Asked commentator Todd Starnes, “How many more Christians must die at the hands of transgender terrorists?”
[…]Many commentators point out the problem of encouraging and celebrating people who “transition” when there are serious mental and physical health risks to such action.
No evidence was offered that gender transition causes anyone to become a mass shooter.
After an anonymously written article hyping FBI director Kash Patel’s declaration that the shooting was “domestic terrorism,” WND finally responded to the thoughts-and-prayers argument in an Aug. 29 article by Bob Unruh:
A Minnesota bishop has scolded the mayor of Minneapolis, Jacob Frey, for his mockery of Christianity after a school shooting at a Catholic school that left two students dead and more than a dozen others injured.
A report from Fox News explains the rebuke.
Frey openly mocked those who prayed for the students, or those who called for prayer, after the tragedy, with, “Don’t say this is about thoughts and prayers.”
Which prompted Bishop Robert Barron to explain, “Catholics don’t think that prayer magically protects them from all suffering. After all, Jesus prayed fervently from the cross on which he was dying.”
Of course, Frey wasn’t “mocking” prayer — he was criticizing those who offer only that without also working to reduce mass shootings.
An anonymously written Aug. 29 article got snippy over the gender of the shooter:
In the immediate aftermath of a school shooting in Minneapolis this week, when a man shot and killed two children and injured more than a dozen more, reporters were unclear on a lot of details.
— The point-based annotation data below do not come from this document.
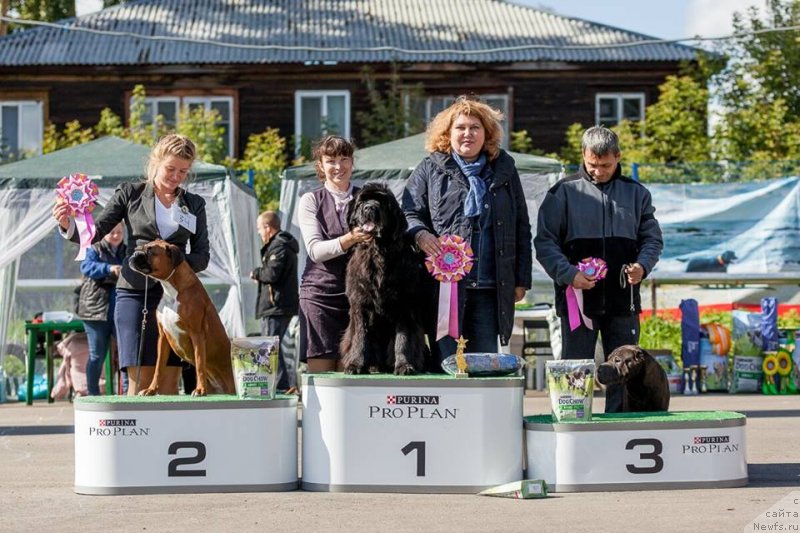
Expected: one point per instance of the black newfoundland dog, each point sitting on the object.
(382, 283)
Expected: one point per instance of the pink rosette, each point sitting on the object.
(592, 266)
(453, 262)
(80, 194)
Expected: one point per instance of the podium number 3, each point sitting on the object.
(655, 456)
(200, 455)
(419, 446)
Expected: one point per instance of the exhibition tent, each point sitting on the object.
(37, 267)
(393, 162)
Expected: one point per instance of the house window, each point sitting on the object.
(434, 105)
(20, 128)
(168, 107)
(319, 113)
(611, 109)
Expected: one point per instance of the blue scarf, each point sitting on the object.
(477, 187)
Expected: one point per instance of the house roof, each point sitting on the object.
(164, 32)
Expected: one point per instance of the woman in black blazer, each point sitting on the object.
(150, 211)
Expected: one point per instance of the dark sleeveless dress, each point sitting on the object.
(322, 298)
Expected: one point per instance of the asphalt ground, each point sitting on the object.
(37, 474)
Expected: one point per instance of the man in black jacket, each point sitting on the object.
(599, 213)
(277, 288)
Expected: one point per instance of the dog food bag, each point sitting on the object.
(747, 374)
(255, 366)
(571, 384)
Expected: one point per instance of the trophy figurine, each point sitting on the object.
(461, 361)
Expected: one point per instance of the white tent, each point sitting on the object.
(37, 267)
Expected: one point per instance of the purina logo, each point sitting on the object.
(713, 444)
(393, 399)
(118, 427)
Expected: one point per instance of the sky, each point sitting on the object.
(667, 19)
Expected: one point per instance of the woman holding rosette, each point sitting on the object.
(469, 187)
(156, 208)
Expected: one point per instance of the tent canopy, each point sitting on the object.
(397, 159)
(26, 199)
(113, 159)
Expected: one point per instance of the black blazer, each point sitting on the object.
(134, 203)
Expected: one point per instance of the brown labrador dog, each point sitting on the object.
(645, 383)
(189, 324)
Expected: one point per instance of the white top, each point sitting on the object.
(318, 249)
(166, 222)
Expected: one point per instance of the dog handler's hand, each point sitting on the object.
(582, 281)
(428, 243)
(61, 213)
(635, 273)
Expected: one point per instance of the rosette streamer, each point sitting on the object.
(591, 267)
(453, 262)
(80, 193)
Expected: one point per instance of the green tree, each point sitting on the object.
(390, 116)
(265, 155)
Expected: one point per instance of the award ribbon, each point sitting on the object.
(453, 262)
(80, 193)
(591, 267)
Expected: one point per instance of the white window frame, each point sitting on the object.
(38, 124)
(619, 97)
(298, 118)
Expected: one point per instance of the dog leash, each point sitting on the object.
(141, 336)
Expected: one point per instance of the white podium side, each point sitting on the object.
(180, 444)
(424, 434)
(638, 451)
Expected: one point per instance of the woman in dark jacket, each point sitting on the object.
(158, 208)
(469, 186)
(97, 299)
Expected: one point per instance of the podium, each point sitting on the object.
(184, 444)
(638, 451)
(418, 434)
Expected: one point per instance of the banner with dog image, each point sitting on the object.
(738, 228)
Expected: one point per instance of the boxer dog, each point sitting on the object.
(645, 382)
(189, 324)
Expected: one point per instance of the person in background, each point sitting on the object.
(469, 186)
(599, 213)
(322, 216)
(101, 269)
(277, 300)
(156, 208)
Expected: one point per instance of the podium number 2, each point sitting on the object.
(419, 446)
(654, 455)
(200, 455)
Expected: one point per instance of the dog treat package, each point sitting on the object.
(571, 384)
(482, 365)
(747, 373)
(255, 366)
(519, 490)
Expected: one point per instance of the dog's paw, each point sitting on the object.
(404, 370)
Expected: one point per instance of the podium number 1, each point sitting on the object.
(419, 446)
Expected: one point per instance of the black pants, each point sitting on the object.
(276, 325)
(615, 331)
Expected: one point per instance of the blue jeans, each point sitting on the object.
(479, 324)
(615, 331)
(98, 335)
(276, 325)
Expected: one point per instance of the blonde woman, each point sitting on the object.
(156, 208)
(469, 186)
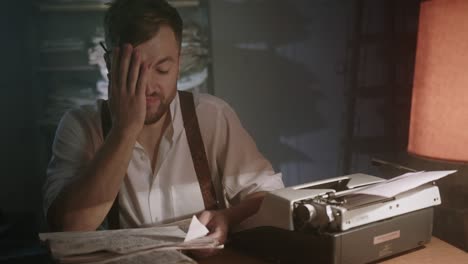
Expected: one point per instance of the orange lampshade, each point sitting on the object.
(439, 113)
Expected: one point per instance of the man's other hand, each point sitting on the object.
(218, 225)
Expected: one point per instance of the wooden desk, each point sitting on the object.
(436, 252)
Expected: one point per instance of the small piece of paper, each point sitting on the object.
(196, 230)
(402, 183)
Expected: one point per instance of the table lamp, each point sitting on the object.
(439, 111)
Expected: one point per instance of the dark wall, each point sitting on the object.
(19, 186)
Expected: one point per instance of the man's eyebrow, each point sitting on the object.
(168, 58)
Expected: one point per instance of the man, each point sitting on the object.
(145, 161)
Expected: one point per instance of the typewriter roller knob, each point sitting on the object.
(305, 213)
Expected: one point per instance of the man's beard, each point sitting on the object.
(152, 118)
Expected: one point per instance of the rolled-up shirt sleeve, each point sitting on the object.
(243, 168)
(71, 151)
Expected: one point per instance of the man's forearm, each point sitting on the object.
(84, 203)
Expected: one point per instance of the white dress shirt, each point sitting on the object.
(171, 191)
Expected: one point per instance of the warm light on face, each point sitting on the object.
(439, 115)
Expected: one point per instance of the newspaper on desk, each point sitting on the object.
(140, 245)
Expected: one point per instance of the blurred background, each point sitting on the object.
(323, 86)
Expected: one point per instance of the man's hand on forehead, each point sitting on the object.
(128, 78)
But they weren’t about to let an assumption about the gender of the man who also died in the attack stand.
In a report posted by the New York Post, Fox News reported it was Sen. Amy Klobuchar, D-Minn., who was being interviewed by Aisla Chang of National Public Radio.
The senator referenced the shooter who attacked Annunciation Catholic School as “he.”
Chang immediately jumped in, “And just a point of clarification, Sen. Klobuchar referenced the shooter as ‘he.’ Although police have identified a suspect, it’s still unclear at this time what that person’s gender is or how they identify.”
She claimed the gender was “unclear.”
In fact, police have identified the dead attacker as Robert Westman, 23, who changed his name to Robin as a juvenile because he wanted to identify as female.
Reports also have confirmed that he indicated a desire to leave the transgender lifestyle choice, and expressed regret that he ever brainwashed himself.
The article offered no evidence that being transgender is a “lifestyle choice” or that one becomes transgender through “brainwashing.”